The boy in the picture is Manyok Akol, photographed more than a decade ago when he first started attending programs at the centre. The book that's slowly filling with messages of condolence is also for Akol, gunned down in his sleep on Jan. 8, at the age of 18.
Akol was with friends at a Gilmour Street Airbnb when intruders broke in around 7:30 a.m. and started firing. Two adult shooting victims remain in hospital, while a third, a 15-year-old boy, has been released from CHEO.
Akol was born in Britannia Woods, the fourth of six siblings, three older brothers and two younger sisters. Jean-Jacques Ngandu, 24, grew up in the same community housing complex on Ritchie Street, and said he was shocked to learn of his friend's death.
"Manyok was a leader. He was a positive kid among the youth," Ngandu said. "He always saw a way out [of Ritchie Street], and he always motivated the kids in the community. [He'd] say, 'I see you in the NBA. You're small now, but keep working, you'll get there.'"
'There are people who make it out'
Ngandu produces a podcast about the neighbourhood called The House. He said his aim is to inspire young people with success stories of former Ritchie Street residents who "made it out."
"Most of the families are first-generation immigrants. The parents don't really study, so we don't see a way out. We don't see ourselves becoming a doctor or lawyer ... but there are people who make it out, and that's the point of the podcast, to share their stories and their struggles so kids can related to them."
Ngandu said he fully expected to one day tell Akol's story on his podcast, but not the way it turned out. He said his friend was a talented musician before his life was cut short.
"Manny's music was about what he went through, what he's going through and what he wanted to accomplish," Ngandu said, sometimes still struggling to talk about Akol in the past tense.
And yet, there had been signs of what was to come. Akol, a recent graduate of Notre Dame High School, had survived another brush with violence just five months earlier when he was shot in the leg outside his home.
After that, friends say Akol briefly moved to Toronto for his own safety, but returned to Ottawa in October to shoot a video for his latest rap song, titled Rainy Days.

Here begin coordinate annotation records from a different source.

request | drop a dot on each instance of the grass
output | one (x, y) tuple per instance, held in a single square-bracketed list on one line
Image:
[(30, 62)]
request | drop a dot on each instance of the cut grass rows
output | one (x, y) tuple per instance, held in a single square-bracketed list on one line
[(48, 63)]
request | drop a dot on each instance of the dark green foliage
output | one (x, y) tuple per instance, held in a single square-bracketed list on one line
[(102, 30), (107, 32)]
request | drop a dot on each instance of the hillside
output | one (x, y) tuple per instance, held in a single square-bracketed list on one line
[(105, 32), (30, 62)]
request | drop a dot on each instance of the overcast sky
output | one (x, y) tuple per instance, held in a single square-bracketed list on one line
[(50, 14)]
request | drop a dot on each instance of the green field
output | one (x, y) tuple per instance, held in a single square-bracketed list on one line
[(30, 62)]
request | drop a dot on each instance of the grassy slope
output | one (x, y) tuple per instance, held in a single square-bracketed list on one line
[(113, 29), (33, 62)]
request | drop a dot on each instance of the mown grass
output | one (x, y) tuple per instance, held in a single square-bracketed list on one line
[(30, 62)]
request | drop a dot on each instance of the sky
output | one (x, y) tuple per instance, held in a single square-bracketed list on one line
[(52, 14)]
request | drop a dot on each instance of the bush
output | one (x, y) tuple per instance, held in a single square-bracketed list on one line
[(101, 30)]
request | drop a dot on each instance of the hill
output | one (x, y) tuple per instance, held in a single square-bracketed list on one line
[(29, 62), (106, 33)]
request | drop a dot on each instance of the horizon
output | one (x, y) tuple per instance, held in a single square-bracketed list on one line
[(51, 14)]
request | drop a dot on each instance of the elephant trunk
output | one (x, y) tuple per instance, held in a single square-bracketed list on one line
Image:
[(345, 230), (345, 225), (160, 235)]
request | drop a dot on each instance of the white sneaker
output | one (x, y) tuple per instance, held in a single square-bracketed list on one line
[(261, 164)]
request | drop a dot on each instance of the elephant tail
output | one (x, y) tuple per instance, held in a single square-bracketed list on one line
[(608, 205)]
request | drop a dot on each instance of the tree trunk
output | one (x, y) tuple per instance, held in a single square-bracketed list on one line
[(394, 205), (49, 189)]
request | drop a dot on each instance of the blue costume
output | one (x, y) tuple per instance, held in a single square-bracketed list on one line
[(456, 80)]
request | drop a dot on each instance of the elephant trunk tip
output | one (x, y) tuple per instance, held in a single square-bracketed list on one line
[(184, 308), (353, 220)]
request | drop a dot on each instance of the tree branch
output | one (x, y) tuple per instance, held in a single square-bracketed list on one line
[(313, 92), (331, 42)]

The video shows Akol, who went by the name FTG Metro, writing lyrics at his kitchen table and recovering in a hospital bed, presumably from the earlier shooting.
"I was only 18 when I did took a few shots. They took my f--king leg but my body ain't drop. They ain't gonna take me out, best believe I'm gonna make it out," Akol raps in the video.
Police hunt for killers
Major crime detectives are now re-examining the August shooting for clues that may lead to an arrest in Akol's death.

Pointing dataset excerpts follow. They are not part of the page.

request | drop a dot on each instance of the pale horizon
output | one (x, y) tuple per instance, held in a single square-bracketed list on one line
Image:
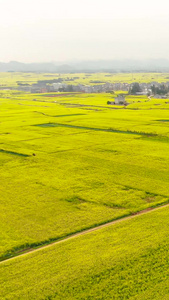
[(47, 31)]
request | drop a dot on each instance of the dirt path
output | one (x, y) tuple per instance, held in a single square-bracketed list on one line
[(86, 231)]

Sources tell CBC there was was fifth male staying at the rental unit at 490 Gilmour St. where Akol was killed. He escaped without injury, and investigators are looking to speak with him. They're also investigating bloody fingerprints left on the window of a car parked a few houses from the crime scene.
Major crime detectives have also released a grainy video of two young men running down a sidewalk, captured by a home security camera across the street.

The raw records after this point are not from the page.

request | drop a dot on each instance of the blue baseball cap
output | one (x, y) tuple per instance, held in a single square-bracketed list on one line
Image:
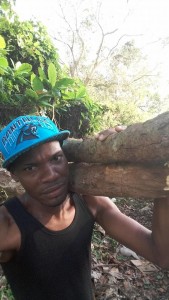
[(26, 132)]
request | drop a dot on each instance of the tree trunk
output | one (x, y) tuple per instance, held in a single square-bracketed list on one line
[(141, 143), (124, 180)]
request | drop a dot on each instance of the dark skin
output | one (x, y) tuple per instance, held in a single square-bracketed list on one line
[(43, 172)]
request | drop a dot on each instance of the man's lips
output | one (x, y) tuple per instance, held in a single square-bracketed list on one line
[(53, 188)]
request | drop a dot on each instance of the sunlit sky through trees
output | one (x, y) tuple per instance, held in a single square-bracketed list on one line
[(145, 21)]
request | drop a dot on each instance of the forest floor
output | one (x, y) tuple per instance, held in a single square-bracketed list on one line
[(119, 273)]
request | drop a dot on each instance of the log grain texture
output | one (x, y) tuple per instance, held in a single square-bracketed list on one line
[(146, 142)]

Before Akol decided to pursue a career in music, he harboured hopes of becoming a college football player. Tony Violante recruited Akol to play for the Bel-Air Norsemen in nearby Carlington when the teen was in Grade 11.
He always had people laughing. He was a good kid. - Tony Violante, Akol's former football coach
"Manny was a really good athlete. He was really talented and strong. He listened to the coaches all the time, and any way he could be better, he would listen," Violante recalled.
"Manny was a funny guy. He liked to joke around and his smile was electric.... He always had people laughing. He was a good kid."
Akol's family members and many close friends on Ritchie Street have been reluctant to talk about his death, partly because the story is still unfolding: the two young men who remain in hospital are also recent Notre Dame graduates, and their families live in the Ritchie Street housing complex and frequent Britannia Woods Community House.
Each night since the shooting, young people from the neighbourhood have gathered at the community centre to talk about "Manny." Sometimes they cry, and sometimes they laugh.
Ngandu has been recording their stories about Akol, and plans to use them in his next podcast. A community vigil will be held Sunday at 4:30 p.m. at the Michele Heights Community Centre.
"The community is like a family. When one member of your family hurts, everybody hurts," Ngandu said.